I hate chaos. I hate disorder. I hate clutter and untidiness. And I intend to keep working to bring order to the chaos that is our small house still overflowing with items from our larger previous house.

But, in the meantime, and from now on, I resolve to be less hard on myself about it. I am no longer the person I used to be. I cannot continue to hold myself to standards I can no longer meet. It accomplishes nothing aside from making me feel bad about myself and my situation.

I can continue to learn, to discover new hacks and accommodations that help me deal with my limitations. I can implement these techniques and use these aids. But I can also give myself grace. I can accept that I am no longer the person I was. Accept that I can no longer do the things I used to do, in the ways I used to do them.
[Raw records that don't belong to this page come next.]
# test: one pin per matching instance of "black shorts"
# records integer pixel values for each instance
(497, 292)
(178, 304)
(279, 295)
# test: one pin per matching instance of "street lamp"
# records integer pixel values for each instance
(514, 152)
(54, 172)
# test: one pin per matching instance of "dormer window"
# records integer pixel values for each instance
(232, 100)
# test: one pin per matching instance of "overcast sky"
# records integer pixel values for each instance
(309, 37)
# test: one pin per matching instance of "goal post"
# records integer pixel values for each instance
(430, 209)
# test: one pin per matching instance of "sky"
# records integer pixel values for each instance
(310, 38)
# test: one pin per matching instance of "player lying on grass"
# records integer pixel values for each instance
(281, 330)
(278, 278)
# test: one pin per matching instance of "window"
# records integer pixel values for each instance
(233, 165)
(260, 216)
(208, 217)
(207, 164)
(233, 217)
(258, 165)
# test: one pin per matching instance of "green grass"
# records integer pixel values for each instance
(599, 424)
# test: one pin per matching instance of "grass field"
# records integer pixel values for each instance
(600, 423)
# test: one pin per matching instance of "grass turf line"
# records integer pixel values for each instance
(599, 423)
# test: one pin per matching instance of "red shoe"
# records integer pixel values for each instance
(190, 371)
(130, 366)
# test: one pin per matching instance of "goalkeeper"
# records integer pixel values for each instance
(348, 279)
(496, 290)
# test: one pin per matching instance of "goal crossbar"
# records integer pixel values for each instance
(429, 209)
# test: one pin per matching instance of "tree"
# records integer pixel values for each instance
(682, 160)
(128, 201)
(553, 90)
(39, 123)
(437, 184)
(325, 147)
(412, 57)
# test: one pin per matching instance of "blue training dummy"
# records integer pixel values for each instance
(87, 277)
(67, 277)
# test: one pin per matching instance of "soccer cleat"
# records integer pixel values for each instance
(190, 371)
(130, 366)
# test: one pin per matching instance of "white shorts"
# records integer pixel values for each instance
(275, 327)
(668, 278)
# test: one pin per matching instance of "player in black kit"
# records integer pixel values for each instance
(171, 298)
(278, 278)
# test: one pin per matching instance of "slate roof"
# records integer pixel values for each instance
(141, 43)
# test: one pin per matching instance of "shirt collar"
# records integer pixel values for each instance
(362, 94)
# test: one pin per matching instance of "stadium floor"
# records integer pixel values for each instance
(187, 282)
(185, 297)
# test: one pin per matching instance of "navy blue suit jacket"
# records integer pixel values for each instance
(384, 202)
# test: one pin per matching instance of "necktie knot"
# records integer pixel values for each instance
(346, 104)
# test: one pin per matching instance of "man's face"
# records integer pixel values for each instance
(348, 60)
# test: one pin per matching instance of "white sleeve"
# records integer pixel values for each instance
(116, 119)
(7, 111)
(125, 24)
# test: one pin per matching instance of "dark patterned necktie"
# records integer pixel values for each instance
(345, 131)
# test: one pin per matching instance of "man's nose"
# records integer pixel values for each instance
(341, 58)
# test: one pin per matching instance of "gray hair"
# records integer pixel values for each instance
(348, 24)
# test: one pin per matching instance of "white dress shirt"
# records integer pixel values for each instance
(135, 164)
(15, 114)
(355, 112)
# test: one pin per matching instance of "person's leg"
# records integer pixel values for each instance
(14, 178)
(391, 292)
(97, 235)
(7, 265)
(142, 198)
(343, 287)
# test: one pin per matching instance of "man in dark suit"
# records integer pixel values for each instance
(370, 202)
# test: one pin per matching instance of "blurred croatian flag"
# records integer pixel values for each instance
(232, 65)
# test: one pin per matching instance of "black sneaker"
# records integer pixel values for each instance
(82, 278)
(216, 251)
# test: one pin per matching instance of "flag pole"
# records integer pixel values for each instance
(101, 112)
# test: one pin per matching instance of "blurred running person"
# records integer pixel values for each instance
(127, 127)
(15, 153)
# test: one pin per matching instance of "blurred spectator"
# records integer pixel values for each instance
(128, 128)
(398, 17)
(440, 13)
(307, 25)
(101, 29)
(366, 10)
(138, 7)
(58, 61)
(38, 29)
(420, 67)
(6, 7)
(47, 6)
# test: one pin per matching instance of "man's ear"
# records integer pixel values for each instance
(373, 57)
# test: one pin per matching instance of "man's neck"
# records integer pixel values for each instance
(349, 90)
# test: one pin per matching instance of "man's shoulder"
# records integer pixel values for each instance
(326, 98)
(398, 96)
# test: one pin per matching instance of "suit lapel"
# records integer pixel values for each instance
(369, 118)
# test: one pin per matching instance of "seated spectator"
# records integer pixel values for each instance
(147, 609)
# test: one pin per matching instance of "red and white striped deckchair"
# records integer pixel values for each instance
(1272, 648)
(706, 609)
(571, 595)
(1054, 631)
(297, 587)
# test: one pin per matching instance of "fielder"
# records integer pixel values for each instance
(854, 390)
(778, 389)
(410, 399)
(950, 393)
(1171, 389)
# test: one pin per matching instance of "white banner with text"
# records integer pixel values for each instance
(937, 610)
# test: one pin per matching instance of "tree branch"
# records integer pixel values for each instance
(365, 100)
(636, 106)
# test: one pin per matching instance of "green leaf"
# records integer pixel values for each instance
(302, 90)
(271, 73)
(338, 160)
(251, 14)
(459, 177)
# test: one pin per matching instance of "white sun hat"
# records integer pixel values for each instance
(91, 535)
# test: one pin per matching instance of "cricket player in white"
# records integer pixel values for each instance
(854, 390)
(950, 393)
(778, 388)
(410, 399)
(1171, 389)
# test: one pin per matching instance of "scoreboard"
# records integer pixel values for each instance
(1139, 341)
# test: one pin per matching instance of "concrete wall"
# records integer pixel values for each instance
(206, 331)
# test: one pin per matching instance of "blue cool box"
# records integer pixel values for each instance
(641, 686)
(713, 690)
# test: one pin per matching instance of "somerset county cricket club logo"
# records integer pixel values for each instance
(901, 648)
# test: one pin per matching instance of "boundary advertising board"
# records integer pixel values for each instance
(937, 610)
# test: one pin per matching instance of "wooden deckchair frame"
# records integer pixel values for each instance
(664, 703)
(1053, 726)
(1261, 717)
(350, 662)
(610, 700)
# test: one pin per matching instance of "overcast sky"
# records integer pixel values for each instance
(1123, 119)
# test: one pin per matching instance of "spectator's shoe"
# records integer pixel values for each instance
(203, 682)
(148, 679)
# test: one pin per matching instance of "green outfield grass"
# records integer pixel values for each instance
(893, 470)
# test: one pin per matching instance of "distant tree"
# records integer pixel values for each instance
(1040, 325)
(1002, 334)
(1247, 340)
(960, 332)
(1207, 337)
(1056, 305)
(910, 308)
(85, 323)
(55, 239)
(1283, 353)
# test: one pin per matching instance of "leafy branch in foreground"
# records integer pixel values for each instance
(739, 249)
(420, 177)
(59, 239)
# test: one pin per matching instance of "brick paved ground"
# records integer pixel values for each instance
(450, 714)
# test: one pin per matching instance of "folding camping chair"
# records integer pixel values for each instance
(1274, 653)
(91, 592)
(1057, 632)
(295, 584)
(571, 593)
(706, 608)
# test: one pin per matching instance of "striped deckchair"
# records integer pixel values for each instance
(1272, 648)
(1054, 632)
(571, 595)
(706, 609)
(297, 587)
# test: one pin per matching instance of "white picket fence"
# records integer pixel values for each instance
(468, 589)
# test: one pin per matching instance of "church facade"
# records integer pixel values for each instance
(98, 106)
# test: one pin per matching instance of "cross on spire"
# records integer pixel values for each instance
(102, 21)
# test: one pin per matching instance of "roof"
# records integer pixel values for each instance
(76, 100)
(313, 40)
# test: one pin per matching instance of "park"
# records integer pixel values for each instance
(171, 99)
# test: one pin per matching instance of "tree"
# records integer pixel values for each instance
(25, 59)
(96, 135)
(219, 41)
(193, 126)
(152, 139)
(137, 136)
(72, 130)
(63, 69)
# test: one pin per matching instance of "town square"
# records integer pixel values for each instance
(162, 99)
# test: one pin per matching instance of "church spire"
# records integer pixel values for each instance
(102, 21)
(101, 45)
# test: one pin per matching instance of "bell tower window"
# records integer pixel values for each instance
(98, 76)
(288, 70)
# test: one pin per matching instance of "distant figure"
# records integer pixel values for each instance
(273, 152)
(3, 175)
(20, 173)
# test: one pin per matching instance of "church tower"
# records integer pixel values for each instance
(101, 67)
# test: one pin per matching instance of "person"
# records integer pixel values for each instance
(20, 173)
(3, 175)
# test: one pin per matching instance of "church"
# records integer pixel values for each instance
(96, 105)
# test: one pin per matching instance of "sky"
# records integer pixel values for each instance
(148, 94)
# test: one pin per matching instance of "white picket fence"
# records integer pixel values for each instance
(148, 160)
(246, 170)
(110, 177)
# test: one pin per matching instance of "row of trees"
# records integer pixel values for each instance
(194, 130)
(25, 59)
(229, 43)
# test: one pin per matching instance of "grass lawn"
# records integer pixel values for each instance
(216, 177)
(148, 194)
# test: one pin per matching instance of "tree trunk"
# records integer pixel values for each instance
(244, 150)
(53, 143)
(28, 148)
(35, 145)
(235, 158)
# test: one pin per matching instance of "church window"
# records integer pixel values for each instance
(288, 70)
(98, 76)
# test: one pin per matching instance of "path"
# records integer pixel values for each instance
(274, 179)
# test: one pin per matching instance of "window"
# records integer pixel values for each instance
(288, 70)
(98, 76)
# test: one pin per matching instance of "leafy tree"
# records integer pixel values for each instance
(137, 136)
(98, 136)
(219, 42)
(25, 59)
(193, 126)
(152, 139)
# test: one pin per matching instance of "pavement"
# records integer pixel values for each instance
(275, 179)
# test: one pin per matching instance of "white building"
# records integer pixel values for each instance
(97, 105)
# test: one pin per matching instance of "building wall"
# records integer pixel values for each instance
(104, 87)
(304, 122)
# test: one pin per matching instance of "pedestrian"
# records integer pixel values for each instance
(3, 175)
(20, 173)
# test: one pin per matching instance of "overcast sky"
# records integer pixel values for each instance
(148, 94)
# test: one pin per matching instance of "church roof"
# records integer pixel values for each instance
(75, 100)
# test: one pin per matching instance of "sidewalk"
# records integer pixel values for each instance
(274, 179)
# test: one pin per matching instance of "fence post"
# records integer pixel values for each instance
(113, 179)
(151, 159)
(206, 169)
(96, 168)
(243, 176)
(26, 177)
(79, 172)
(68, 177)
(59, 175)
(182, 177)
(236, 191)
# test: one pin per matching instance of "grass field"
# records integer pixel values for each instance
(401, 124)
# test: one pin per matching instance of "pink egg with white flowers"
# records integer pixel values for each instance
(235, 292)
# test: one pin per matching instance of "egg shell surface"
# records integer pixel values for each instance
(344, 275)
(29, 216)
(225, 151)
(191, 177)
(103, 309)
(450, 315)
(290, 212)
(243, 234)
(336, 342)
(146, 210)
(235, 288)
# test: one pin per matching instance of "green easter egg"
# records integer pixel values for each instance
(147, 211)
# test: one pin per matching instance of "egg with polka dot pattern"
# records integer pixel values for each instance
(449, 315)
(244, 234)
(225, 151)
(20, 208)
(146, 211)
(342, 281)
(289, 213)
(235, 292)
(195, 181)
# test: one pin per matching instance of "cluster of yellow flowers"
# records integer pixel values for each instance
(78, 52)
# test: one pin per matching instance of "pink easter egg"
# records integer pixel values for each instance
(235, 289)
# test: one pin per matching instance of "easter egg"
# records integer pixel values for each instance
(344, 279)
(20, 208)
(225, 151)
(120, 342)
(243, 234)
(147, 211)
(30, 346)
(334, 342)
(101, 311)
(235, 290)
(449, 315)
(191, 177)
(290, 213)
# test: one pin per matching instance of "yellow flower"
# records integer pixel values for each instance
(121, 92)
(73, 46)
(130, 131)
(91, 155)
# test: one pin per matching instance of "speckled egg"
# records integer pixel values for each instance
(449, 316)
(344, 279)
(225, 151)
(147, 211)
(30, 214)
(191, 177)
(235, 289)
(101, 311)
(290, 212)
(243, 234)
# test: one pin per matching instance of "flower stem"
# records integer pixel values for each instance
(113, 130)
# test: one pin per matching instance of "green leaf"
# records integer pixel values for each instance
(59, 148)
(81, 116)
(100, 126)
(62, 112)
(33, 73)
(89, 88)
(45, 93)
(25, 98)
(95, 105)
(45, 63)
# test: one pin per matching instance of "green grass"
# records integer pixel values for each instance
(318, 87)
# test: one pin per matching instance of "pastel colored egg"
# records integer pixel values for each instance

People like to argue that anything is possible if you just believe and try hard enough. “You just need the right attitude!,” these people like to say. In the chronic illness/disability community, this is known as “toxic positivity.” The truth is, you can’t necessarily change reality through hope and hard work. Especially if you’re from a marginalized community.

I can’t become healthy and abled from wishing it so – I know, I’ve tried for years. I can’t become healthy and abled through eating right, exercising, or taking the right supplements – I’ve tried that for years too. But the toxic positivity people are right about one thing – I *can* control my attitude.

So I choose to give myself grace for my circumstances and my state of being.

Rather than chasing a pipe dream of restored health, I choose to pursue adaptation to my current health. I choose to pursue acceptance, to seek a zen-like acceptance of my reality. I choose to walk the path of the Serenity Prayer: To accept the things I cannot change, to change the things I can, and to be able to tell the difference.

That is my resolution for 2023.

Author: Crew Dog

Desert Storm era veteran. SAC trained warrior.

4 thoughts on “2023 New Year’s Resolution”

  1. I’m a big fan of this resolution. I’d wager it should be a lifetime resolution for folks like us.

    It took me almost 25 years to start to understand this idea that I couldn’t just force myself to be healthy again, I couldn’t undo my chronic illness induced limitations, and that insisting on trying to do so was infinitely more harmful than healthy. I literally couldn’t understand why people would advise me to be kinder to myself to give myself grace, until now.

    May 2023 be full of kindness.

    1. It’s a lifetime’s work, for sure, both because acceptance of one’s (difficult) circumstances is a constant process and because being able to discern between “what to accept” and “what to change” often requires great wisdom.

      And, yeah, being raised without gentleness or compassion makes it very difficult to be able to give them to oneself. May we each become better at that.